Plante, one of the reporters listening to Clarke that day, recounted how Clarke "painted a decidedly upbeat picture" of Bush's early anti-terrorism efforts. Clarke in 2002 had applauded how Bush changed Clinton's policy "from one of rollback of al-Qaeda over the course of five years, which it had been, to a new strategy that called for the rapid elimination of al-Qaeda." That's completely at odds with Clarke's diatribe on 60 Minutes about how Bush "ignored" al-Qaeda before 9/11, yet Plante last night just passed along Clarke's excuse that his 180 degree shift was merely "a matter of tone."
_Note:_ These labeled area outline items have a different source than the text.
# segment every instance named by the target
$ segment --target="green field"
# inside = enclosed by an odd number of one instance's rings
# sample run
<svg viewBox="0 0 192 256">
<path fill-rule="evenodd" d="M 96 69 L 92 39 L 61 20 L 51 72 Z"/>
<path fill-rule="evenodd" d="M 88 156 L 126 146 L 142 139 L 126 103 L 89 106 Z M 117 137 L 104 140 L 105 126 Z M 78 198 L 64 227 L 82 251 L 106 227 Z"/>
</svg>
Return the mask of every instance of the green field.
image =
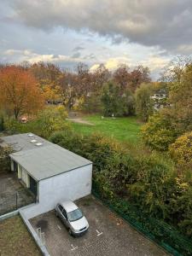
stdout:
<svg viewBox="0 0 192 256">
<path fill-rule="evenodd" d="M 83 135 L 101 132 L 120 142 L 137 143 L 141 124 L 136 117 L 104 118 L 101 115 L 86 115 L 81 118 L 93 125 L 70 122 L 73 130 Z"/>
</svg>

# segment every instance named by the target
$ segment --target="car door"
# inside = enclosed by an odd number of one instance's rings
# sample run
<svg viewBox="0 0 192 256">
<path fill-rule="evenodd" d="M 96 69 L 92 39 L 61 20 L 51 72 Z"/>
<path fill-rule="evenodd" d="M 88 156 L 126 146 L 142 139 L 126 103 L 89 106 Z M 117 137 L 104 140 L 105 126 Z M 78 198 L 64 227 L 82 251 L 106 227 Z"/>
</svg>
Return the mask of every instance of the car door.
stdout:
<svg viewBox="0 0 192 256">
<path fill-rule="evenodd" d="M 63 219 L 64 219 L 65 224 L 68 227 L 69 226 L 68 217 L 67 217 L 67 211 L 65 210 L 65 208 L 63 208 L 63 210 L 62 210 L 62 215 L 63 215 Z"/>
<path fill-rule="evenodd" d="M 58 205 L 58 213 L 59 216 L 61 218 L 61 219 L 62 220 L 62 222 L 68 226 L 68 222 L 67 222 L 67 214 L 66 212 L 66 210 L 63 208 L 62 206 Z"/>
</svg>

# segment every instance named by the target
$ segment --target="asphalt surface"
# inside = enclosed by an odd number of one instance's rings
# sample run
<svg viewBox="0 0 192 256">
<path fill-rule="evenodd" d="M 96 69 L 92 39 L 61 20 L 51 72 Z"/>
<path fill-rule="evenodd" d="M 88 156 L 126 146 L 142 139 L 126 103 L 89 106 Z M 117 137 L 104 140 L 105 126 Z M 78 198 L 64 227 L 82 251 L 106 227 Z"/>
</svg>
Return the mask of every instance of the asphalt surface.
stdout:
<svg viewBox="0 0 192 256">
<path fill-rule="evenodd" d="M 52 256 L 163 256 L 162 248 L 132 229 L 93 196 L 78 201 L 90 224 L 87 233 L 70 236 L 55 211 L 31 219 L 33 228 L 41 227 L 45 245 Z"/>
</svg>

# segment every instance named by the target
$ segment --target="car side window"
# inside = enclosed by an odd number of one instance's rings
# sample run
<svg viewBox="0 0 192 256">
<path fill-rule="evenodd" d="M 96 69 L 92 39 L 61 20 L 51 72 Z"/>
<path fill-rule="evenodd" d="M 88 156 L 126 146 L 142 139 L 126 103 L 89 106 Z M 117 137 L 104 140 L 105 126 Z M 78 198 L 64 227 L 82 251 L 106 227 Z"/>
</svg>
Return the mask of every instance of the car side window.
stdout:
<svg viewBox="0 0 192 256">
<path fill-rule="evenodd" d="M 61 212 L 62 212 L 63 211 L 63 207 L 61 207 L 61 205 L 58 206 L 59 210 L 61 211 Z"/>
<path fill-rule="evenodd" d="M 66 212 L 66 210 L 63 208 L 63 210 L 62 210 L 62 214 L 63 214 L 63 216 L 66 218 L 67 218 L 67 212 Z"/>
</svg>

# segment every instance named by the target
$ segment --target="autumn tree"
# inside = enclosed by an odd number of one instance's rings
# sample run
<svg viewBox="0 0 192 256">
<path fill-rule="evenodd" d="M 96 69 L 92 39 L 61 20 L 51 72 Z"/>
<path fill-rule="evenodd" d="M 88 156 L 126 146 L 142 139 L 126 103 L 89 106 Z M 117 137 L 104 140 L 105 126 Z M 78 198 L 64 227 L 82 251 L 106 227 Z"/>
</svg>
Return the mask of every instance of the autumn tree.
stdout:
<svg viewBox="0 0 192 256">
<path fill-rule="evenodd" d="M 142 84 L 136 90 L 136 112 L 144 122 L 154 112 L 152 91 L 153 85 L 151 84 Z"/>
<path fill-rule="evenodd" d="M 114 82 L 119 85 L 123 92 L 128 85 L 129 82 L 129 67 L 125 64 L 119 64 L 113 73 Z"/>
<path fill-rule="evenodd" d="M 15 66 L 0 70 L 0 108 L 18 119 L 32 114 L 44 106 L 38 84 L 32 73 Z"/>
</svg>

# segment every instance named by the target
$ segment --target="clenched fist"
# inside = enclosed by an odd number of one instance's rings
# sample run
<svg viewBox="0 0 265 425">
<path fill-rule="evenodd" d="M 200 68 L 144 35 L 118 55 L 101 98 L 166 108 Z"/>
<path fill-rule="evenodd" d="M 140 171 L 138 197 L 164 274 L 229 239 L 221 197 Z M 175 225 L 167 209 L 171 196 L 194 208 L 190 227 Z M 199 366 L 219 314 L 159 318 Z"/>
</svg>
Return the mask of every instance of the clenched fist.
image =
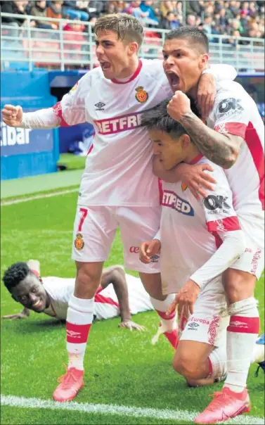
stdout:
<svg viewBox="0 0 265 425">
<path fill-rule="evenodd" d="M 5 105 L 2 110 L 3 121 L 10 127 L 19 127 L 22 122 L 23 111 L 21 106 Z"/>
<path fill-rule="evenodd" d="M 150 257 L 160 252 L 161 243 L 158 239 L 146 241 L 143 242 L 140 247 L 139 258 L 144 264 L 148 264 L 150 261 Z"/>
</svg>

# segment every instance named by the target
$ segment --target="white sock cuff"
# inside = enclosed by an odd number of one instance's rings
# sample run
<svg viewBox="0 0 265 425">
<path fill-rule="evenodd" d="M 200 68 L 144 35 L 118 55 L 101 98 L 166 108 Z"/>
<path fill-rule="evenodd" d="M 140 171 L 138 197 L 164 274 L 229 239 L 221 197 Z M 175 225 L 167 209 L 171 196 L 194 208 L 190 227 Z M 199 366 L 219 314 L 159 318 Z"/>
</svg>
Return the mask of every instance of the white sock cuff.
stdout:
<svg viewBox="0 0 265 425">
<path fill-rule="evenodd" d="M 84 300 L 83 298 L 77 298 L 72 295 L 69 300 L 68 308 L 82 313 L 93 313 L 93 298 L 89 300 Z"/>
<path fill-rule="evenodd" d="M 174 298 L 175 296 L 174 293 L 170 293 L 168 295 L 164 301 L 157 300 L 151 296 L 150 297 L 150 300 L 155 310 L 158 310 L 158 311 L 163 312 L 165 312 L 168 310 L 169 305 L 173 303 Z"/>
<path fill-rule="evenodd" d="M 246 298 L 245 300 L 241 300 L 241 301 L 237 301 L 231 304 L 228 307 L 228 313 L 230 316 L 240 314 L 244 316 L 245 315 L 248 315 L 250 310 L 254 309 L 258 313 L 257 309 L 258 301 L 254 298 Z"/>
</svg>

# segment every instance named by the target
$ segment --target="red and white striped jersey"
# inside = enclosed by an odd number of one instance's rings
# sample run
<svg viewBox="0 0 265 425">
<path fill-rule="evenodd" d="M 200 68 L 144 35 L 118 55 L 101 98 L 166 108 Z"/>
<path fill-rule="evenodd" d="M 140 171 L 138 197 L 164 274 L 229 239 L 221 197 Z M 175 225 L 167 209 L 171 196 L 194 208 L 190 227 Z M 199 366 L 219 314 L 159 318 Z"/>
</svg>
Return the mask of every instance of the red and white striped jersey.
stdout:
<svg viewBox="0 0 265 425">
<path fill-rule="evenodd" d="M 220 65 L 219 68 L 212 72 L 217 79 L 235 78 L 233 67 Z M 152 170 L 152 144 L 147 130 L 141 127 L 141 114 L 172 96 L 162 61 L 142 59 L 125 82 L 107 80 L 100 67 L 91 70 L 53 107 L 60 125 L 87 121 L 95 129 L 78 205 L 160 204 L 158 179 Z"/>
<path fill-rule="evenodd" d="M 42 281 L 44 288 L 51 300 L 50 306 L 44 312 L 49 316 L 65 320 L 68 303 L 74 293 L 75 279 L 48 277 L 43 277 Z M 141 279 L 127 274 L 126 281 L 131 313 L 136 315 L 153 310 L 149 295 L 143 288 Z M 105 289 L 99 288 L 97 291 L 95 295 L 93 315 L 98 320 L 119 316 L 119 306 L 112 284 Z"/>
<path fill-rule="evenodd" d="M 240 136 L 245 140 L 235 164 L 225 173 L 238 216 L 252 215 L 262 218 L 264 125 L 255 102 L 240 84 L 220 82 L 207 125 L 220 133 Z"/>
<path fill-rule="evenodd" d="M 197 201 L 181 182 L 163 182 L 160 265 L 165 293 L 179 291 L 209 260 L 222 243 L 220 232 L 241 228 L 224 170 L 202 156 L 193 163 L 209 164 L 217 183 Z"/>
<path fill-rule="evenodd" d="M 57 103 L 61 125 L 87 121 L 95 129 L 79 205 L 159 205 L 152 144 L 140 127 L 141 113 L 172 95 L 162 61 L 143 59 L 126 82 L 107 80 L 101 68 L 92 70 Z"/>
</svg>

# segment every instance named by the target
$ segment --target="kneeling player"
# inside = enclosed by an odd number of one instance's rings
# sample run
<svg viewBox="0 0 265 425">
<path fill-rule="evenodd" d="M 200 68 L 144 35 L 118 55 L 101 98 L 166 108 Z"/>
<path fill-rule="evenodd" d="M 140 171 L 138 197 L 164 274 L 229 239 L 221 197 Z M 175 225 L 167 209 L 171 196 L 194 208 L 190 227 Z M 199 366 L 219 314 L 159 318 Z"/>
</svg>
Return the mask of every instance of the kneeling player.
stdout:
<svg viewBox="0 0 265 425">
<path fill-rule="evenodd" d="M 65 320 L 69 300 L 74 293 L 75 279 L 40 277 L 39 262 L 30 260 L 12 265 L 5 272 L 4 283 L 12 298 L 24 306 L 17 315 L 4 319 L 30 315 L 30 310 Z M 104 269 L 101 286 L 95 296 L 94 319 L 121 316 L 119 327 L 143 330 L 131 321 L 131 314 L 153 310 L 149 295 L 139 278 L 125 274 L 122 266 Z"/>
<path fill-rule="evenodd" d="M 224 170 L 200 154 L 186 131 L 169 116 L 167 103 L 162 102 L 142 115 L 142 124 L 149 129 L 154 153 L 162 167 L 170 170 L 181 162 L 207 163 L 217 182 L 210 195 L 199 201 L 181 182 L 163 182 L 160 238 L 162 290 L 164 294 L 178 291 L 171 310 L 179 304 L 183 329 L 174 367 L 194 385 L 209 375 L 213 381 L 225 376 L 226 372 L 233 373 L 235 363 L 226 362 L 229 316 L 221 274 L 230 267 L 235 268 L 238 263 L 240 268 L 245 261 L 244 270 L 248 267 L 249 273 L 259 279 L 264 263 L 261 260 L 252 264 L 250 258 L 252 257 L 249 253 L 257 250 L 261 253 L 262 246 L 253 246 L 251 235 L 244 227 L 243 212 L 240 221 L 238 220 L 233 206 L 235 194 Z M 142 244 L 141 258 L 144 262 L 159 251 L 160 241 L 157 238 Z M 248 325 L 247 317 L 238 320 L 241 324 L 233 324 L 231 321 L 228 331 L 233 326 L 238 329 L 241 326 L 244 330 L 247 328 L 250 344 L 253 346 L 259 331 L 258 317 L 252 327 Z M 251 359 L 246 361 L 250 364 Z M 238 367 L 241 364 L 240 361 Z M 226 394 L 232 393 L 226 382 L 224 388 Z M 233 395 L 235 402 L 231 417 L 249 410 L 247 391 L 240 391 L 240 388 L 237 398 Z M 240 408 L 235 414 L 237 400 Z M 211 420 L 209 423 L 216 421 L 214 417 Z"/>
</svg>

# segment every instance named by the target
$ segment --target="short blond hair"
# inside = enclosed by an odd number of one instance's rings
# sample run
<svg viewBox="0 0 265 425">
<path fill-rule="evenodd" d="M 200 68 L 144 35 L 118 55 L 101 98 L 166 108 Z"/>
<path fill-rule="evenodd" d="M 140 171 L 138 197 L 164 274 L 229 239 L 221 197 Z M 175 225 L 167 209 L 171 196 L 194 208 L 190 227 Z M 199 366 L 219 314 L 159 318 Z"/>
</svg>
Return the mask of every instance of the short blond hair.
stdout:
<svg viewBox="0 0 265 425">
<path fill-rule="evenodd" d="M 143 27 L 136 18 L 127 13 L 105 15 L 96 20 L 93 32 L 98 35 L 100 31 L 113 31 L 121 40 L 136 42 L 138 48 L 143 41 Z"/>
</svg>

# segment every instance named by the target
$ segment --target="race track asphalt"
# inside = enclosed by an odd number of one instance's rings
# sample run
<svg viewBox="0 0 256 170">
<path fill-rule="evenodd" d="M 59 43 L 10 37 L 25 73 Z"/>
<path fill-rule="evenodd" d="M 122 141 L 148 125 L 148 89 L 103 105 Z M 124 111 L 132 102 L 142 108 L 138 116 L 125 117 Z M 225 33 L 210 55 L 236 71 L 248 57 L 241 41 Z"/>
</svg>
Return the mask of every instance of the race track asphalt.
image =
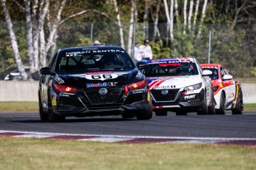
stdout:
<svg viewBox="0 0 256 170">
<path fill-rule="evenodd" d="M 256 111 L 241 115 L 153 116 L 148 120 L 121 116 L 68 117 L 63 123 L 42 122 L 38 112 L 1 112 L 0 131 L 160 137 L 230 137 L 256 139 Z"/>
</svg>

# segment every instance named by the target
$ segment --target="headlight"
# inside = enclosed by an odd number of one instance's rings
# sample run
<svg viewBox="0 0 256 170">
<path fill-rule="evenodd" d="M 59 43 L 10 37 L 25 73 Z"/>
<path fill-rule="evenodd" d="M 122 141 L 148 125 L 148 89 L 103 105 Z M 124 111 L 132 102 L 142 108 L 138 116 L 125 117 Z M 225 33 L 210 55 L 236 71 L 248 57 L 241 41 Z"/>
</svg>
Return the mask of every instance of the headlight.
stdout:
<svg viewBox="0 0 256 170">
<path fill-rule="evenodd" d="M 219 86 L 214 86 L 213 88 L 214 92 L 216 92 L 219 89 Z"/>
<path fill-rule="evenodd" d="M 202 87 L 202 83 L 200 83 L 200 84 L 197 84 L 191 85 L 189 86 L 186 86 L 184 88 L 184 90 L 190 91 L 190 90 L 199 89 L 201 87 Z"/>
</svg>

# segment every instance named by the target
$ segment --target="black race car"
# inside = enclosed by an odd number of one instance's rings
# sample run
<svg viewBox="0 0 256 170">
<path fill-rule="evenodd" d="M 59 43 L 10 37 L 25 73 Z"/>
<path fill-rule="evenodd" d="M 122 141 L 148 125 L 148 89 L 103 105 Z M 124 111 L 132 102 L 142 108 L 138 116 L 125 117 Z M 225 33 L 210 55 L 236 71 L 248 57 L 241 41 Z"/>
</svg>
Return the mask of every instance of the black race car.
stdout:
<svg viewBox="0 0 256 170">
<path fill-rule="evenodd" d="M 147 79 L 119 47 L 59 50 L 40 73 L 42 120 L 119 115 L 138 120 L 152 118 Z"/>
</svg>

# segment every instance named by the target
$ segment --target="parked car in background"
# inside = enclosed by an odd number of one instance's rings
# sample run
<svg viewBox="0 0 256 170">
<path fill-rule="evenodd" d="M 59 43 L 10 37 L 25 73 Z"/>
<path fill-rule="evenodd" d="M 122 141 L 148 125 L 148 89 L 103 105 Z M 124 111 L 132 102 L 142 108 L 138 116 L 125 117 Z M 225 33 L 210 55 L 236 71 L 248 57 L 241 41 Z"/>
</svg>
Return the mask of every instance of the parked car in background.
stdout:
<svg viewBox="0 0 256 170">
<path fill-rule="evenodd" d="M 216 114 L 224 115 L 232 110 L 234 115 L 243 114 L 243 92 L 240 82 L 230 75 L 227 67 L 218 64 L 202 64 L 203 69 L 209 69 L 216 101 Z"/>
<path fill-rule="evenodd" d="M 62 49 L 40 72 L 42 120 L 119 115 L 138 120 L 152 118 L 147 79 L 121 47 Z"/>
<path fill-rule="evenodd" d="M 29 74 L 30 67 L 24 67 L 25 72 Z M 22 78 L 21 73 L 19 72 L 18 68 L 14 68 L 4 77 L 4 81 L 22 81 Z"/>
<path fill-rule="evenodd" d="M 197 112 L 214 114 L 214 93 L 209 75 L 193 58 L 171 58 L 139 62 L 147 77 L 156 115 L 174 112 L 177 115 Z"/>
<path fill-rule="evenodd" d="M 34 81 L 39 81 L 40 79 L 40 73 L 39 70 L 30 72 L 29 67 L 24 67 L 25 72 L 30 76 L 29 78 Z M 18 68 L 13 68 L 10 69 L 10 72 L 4 77 L 4 81 L 22 81 L 22 75 L 19 72 Z"/>
</svg>

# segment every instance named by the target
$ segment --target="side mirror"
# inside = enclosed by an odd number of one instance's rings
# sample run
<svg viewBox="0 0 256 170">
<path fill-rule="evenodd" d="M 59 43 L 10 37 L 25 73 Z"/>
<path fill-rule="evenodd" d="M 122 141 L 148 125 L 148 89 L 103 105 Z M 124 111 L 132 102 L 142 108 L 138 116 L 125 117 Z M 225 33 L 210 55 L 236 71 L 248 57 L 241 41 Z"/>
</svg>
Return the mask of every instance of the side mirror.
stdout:
<svg viewBox="0 0 256 170">
<path fill-rule="evenodd" d="M 148 69 L 148 64 L 145 62 L 138 62 L 137 64 L 137 67 L 140 70 L 140 69 Z"/>
<path fill-rule="evenodd" d="M 212 72 L 209 69 L 205 69 L 203 71 L 203 76 L 209 76 L 212 75 Z"/>
<path fill-rule="evenodd" d="M 40 69 L 41 75 L 50 75 L 50 68 L 48 67 L 42 67 Z"/>
<path fill-rule="evenodd" d="M 223 81 L 229 81 L 229 80 L 232 80 L 232 78 L 233 78 L 233 76 L 231 75 L 224 75 L 222 79 Z"/>
</svg>

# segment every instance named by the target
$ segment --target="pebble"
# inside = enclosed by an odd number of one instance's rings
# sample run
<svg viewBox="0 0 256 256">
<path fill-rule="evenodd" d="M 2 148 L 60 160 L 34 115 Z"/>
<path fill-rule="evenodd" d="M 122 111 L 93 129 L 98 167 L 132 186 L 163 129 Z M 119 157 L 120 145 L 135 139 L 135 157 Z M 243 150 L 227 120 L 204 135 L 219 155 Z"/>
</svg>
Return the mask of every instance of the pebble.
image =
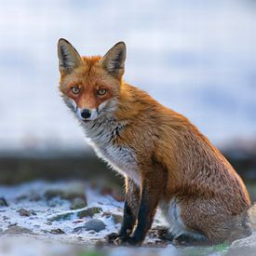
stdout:
<svg viewBox="0 0 256 256">
<path fill-rule="evenodd" d="M 4 197 L 0 197 L 0 207 L 8 207 L 8 204 Z"/>
<path fill-rule="evenodd" d="M 106 227 L 105 223 L 98 219 L 92 219 L 88 221 L 83 226 L 79 226 L 74 229 L 74 232 L 75 233 L 81 233 L 83 230 L 86 231 L 95 231 L 100 232 L 101 230 L 104 230 Z"/>
</svg>

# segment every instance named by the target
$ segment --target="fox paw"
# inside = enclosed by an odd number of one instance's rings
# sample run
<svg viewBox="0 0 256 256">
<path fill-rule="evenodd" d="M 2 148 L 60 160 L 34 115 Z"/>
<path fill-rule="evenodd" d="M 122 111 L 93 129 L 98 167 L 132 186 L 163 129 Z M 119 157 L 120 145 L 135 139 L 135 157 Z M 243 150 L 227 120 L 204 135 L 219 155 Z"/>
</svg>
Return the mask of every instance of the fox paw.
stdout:
<svg viewBox="0 0 256 256">
<path fill-rule="evenodd" d="M 119 241 L 126 240 L 128 236 L 121 236 L 117 233 L 111 233 L 105 237 L 110 244 L 117 245 Z"/>
</svg>

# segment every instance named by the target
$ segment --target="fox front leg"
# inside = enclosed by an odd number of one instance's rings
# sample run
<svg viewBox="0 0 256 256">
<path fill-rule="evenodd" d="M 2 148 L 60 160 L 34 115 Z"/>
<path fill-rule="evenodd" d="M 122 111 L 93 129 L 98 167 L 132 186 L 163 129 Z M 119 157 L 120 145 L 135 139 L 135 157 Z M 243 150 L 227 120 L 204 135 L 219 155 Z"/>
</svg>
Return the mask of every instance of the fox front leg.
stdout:
<svg viewBox="0 0 256 256">
<path fill-rule="evenodd" d="M 162 190 L 161 186 L 157 187 L 153 182 L 148 180 L 143 182 L 137 227 L 132 236 L 127 241 L 130 245 L 141 245 L 152 226 Z"/>
<path fill-rule="evenodd" d="M 124 218 L 118 234 L 108 236 L 110 242 L 119 243 L 129 237 L 135 225 L 141 200 L 140 187 L 129 178 L 126 178 L 126 200 L 124 207 Z"/>
</svg>

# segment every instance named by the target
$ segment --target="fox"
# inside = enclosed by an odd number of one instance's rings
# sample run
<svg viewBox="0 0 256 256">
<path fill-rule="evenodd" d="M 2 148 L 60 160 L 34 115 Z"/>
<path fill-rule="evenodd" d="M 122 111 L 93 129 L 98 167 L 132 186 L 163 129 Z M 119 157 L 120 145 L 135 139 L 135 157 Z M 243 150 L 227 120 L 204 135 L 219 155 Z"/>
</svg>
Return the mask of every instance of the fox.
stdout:
<svg viewBox="0 0 256 256">
<path fill-rule="evenodd" d="M 156 209 L 173 241 L 231 243 L 252 232 L 242 179 L 188 118 L 123 79 L 127 47 L 81 57 L 58 42 L 61 96 L 97 155 L 125 179 L 123 222 L 109 241 L 141 246 Z"/>
</svg>

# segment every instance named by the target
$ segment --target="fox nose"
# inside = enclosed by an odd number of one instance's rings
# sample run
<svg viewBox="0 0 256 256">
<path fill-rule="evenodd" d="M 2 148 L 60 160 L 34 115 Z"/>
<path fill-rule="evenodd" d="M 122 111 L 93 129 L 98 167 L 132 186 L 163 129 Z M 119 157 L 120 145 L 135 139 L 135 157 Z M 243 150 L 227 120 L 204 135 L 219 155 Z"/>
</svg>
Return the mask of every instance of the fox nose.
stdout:
<svg viewBox="0 0 256 256">
<path fill-rule="evenodd" d="M 82 112 L 81 112 L 81 115 L 83 118 L 88 118 L 91 115 L 91 112 L 89 109 L 84 109 Z"/>
</svg>

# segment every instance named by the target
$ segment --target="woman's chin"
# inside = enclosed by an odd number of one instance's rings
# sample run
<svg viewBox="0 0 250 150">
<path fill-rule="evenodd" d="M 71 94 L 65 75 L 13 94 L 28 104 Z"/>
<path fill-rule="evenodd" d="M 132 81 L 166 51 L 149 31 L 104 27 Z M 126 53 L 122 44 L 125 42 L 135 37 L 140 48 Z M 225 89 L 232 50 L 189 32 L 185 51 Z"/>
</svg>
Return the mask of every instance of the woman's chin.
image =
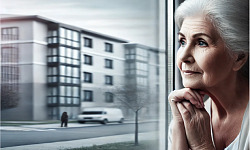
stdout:
<svg viewBox="0 0 250 150">
<path fill-rule="evenodd" d="M 185 88 L 191 88 L 191 89 L 201 89 L 202 86 L 199 83 L 196 83 L 194 81 L 183 81 L 183 86 Z"/>
</svg>

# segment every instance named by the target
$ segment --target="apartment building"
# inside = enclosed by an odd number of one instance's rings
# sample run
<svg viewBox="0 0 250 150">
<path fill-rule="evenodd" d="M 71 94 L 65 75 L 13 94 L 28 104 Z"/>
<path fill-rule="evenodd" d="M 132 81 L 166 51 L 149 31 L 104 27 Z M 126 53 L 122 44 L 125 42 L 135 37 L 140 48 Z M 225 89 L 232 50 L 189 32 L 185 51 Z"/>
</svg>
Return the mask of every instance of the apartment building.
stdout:
<svg viewBox="0 0 250 150">
<path fill-rule="evenodd" d="M 74 119 L 84 107 L 116 107 L 112 89 L 130 82 L 159 101 L 156 48 L 41 16 L 0 21 L 2 120 L 59 119 L 64 111 Z"/>
</svg>

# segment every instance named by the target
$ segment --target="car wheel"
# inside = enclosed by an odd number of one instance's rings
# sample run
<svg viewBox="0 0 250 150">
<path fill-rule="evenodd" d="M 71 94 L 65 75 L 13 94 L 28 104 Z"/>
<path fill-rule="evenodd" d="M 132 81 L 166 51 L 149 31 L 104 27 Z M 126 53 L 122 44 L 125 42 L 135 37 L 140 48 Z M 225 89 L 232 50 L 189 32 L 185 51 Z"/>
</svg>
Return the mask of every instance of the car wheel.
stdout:
<svg viewBox="0 0 250 150">
<path fill-rule="evenodd" d="M 124 122 L 124 118 L 121 118 L 119 123 L 123 123 Z"/>
<path fill-rule="evenodd" d="M 108 123 L 108 119 L 104 119 L 103 121 L 102 121 L 102 124 L 107 124 Z"/>
<path fill-rule="evenodd" d="M 85 121 L 78 121 L 79 123 L 85 123 Z"/>
</svg>

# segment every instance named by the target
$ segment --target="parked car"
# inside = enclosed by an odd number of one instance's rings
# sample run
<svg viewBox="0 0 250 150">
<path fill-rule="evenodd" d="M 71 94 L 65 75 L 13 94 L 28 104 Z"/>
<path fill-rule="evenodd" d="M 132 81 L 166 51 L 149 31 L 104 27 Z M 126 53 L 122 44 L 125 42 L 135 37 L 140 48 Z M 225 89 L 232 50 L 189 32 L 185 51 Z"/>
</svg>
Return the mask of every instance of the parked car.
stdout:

Over on ABC's World News Tonight, anchor Charles Gibson - who helped stoke the story as he interviewed Clarke twice on Good Morning America this week - called it "the most anticipated moment of the hearings." Gibson's introduction contrasted Clarke's apology to 9/11 families with supposedly mean critics: "The simplicity of his statement belies the ferocity of the fight the White House is waging to discredit Richard Clarke."

White House reporter Terry Moran trumpeted that Clarke "leveled a damning indictment against President Bush," but he was also the only network reporter who pointed out how some of the commissioners faulted Clarke for not making his charges in any of his private sessions with them, which lasted 14 hours. Moran explained: "He says he was never asked what he says was the critical question: Iraq."

On NBC Nightly News, David Gregory led his story with Clarke's admission that nothing Bush might have done could have stopped the 9/11 attacks: "Clarke accused the Bush administration of failing to make terrorism a top priority when it came into office, but he also admitted that if officials here had listened to him sooner, it still probably would not have stopped 9/11."

But Gregory's conclusion rejected the idea that Clarke had an ulterior motive: "Clarke says he is coming down so hard on the Bush White House because he believes strongly that the invasion of Iraq has undermined the war on terror and strengthened the culprits behind 9/11."